Şimdi de ismi ak ancak yüreği, zihni ve beyni kara olan AKP yeni bir yasa çıkarmıştır. İnsanların doğal ve meşru olan protesto haklarını hep yasaklıyor, yasaklamayla kalmıyor, -protestocular maske takarlarsa- terörist bilerek, her türlü muameleyi yapmaya kendini hak gören uygulamalara kapı aralıyor. Maske demişken, birileri faşizan uygulamalara takılmamak için yüzünü kapatırken, yüreği zift tutanlar toplum içinde sadece ve sadece maskeyle-hem de on yüzlü maskelerle-dolaştıklarını ve yaşadıklarını unutuyorlar.

Ayrıca Molotof denilen protesto aracını silah kategorisine çıkararak, polise Molotof kullananlara karşı silah kullanma suretiyle vurma yetkisi, hatta talimatı veriyorlar.

Özcesi; Molotof artık bir silahtır, hem de vurucu ve öldürücü bir silah. Ve bu silaha karşı her türlü yaptırım uygulanacağa göre, o zaman bizim de yapmamız gerekenler var demektir…

TC faşizmi kara ve zift gibi yüreğiyle faşizmini artırarak sürdürüyor ve sürdüreceğinin mesajlarını ve pratiklerini günlük olarak büyük bir kararlılıkla vermeye devam da ediyor. Bu demektir ki mücadelemiz sürdürülmek durumundadır. Bu demektir ki; karşı koyuş sürdürülmeye devam edecektir. Bu ise günlük olarak Kürdistan’da faşizme ve ak ve kara yüreklere karşı direniş demek olacaktır. Faşizm ise bizim kullandığımız savunma aletlerine belirttiğimiz gibi katletme ile cevap vereceğinin kararını almıştır.

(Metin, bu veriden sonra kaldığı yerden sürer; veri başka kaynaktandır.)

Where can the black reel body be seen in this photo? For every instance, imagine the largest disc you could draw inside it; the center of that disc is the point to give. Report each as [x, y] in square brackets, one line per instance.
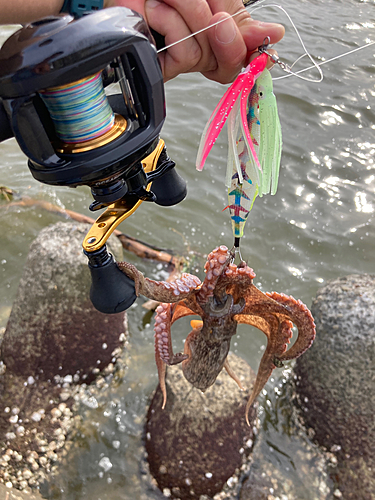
[56, 51]
[122, 158]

O zaman yapmamız gereken nedir? Sessiz kalamayacağımıza göre kendimizi savunacağız. Bu bir. Madem Molotof öldürücü bir silah olarak görülüyor ve öyle de karşılık görecektir, o zaman bizler de onların anlayacağı dilde cevap vermemiz gerekmez mi? Silah ise, o zaman size alın silah diyerek, vereceğimiz cevapları vermemiz en doğru yol ve yöntem olmaz mı? Denilecek ki ama bu ateşli bir silahtır. Tamam, ama bu devlet ateşli olmayan bir savunma aracını ateşli silah kategorisine almıştır. Sadece bu kategoriye almamıştır, aynı zamanda Molotof’u kullananlara karşı katletme hedefli silahta kullanacaklardır. İşte bunun için yüreği, beyni, zihni, ruhu, yedi ceddi kara ve DAİŞ olanlara karşı alın size silah diyerek, hem de ateşli silah diyerek kendimizi savunmamız en meşru hakkımız olduğu açık değil midir?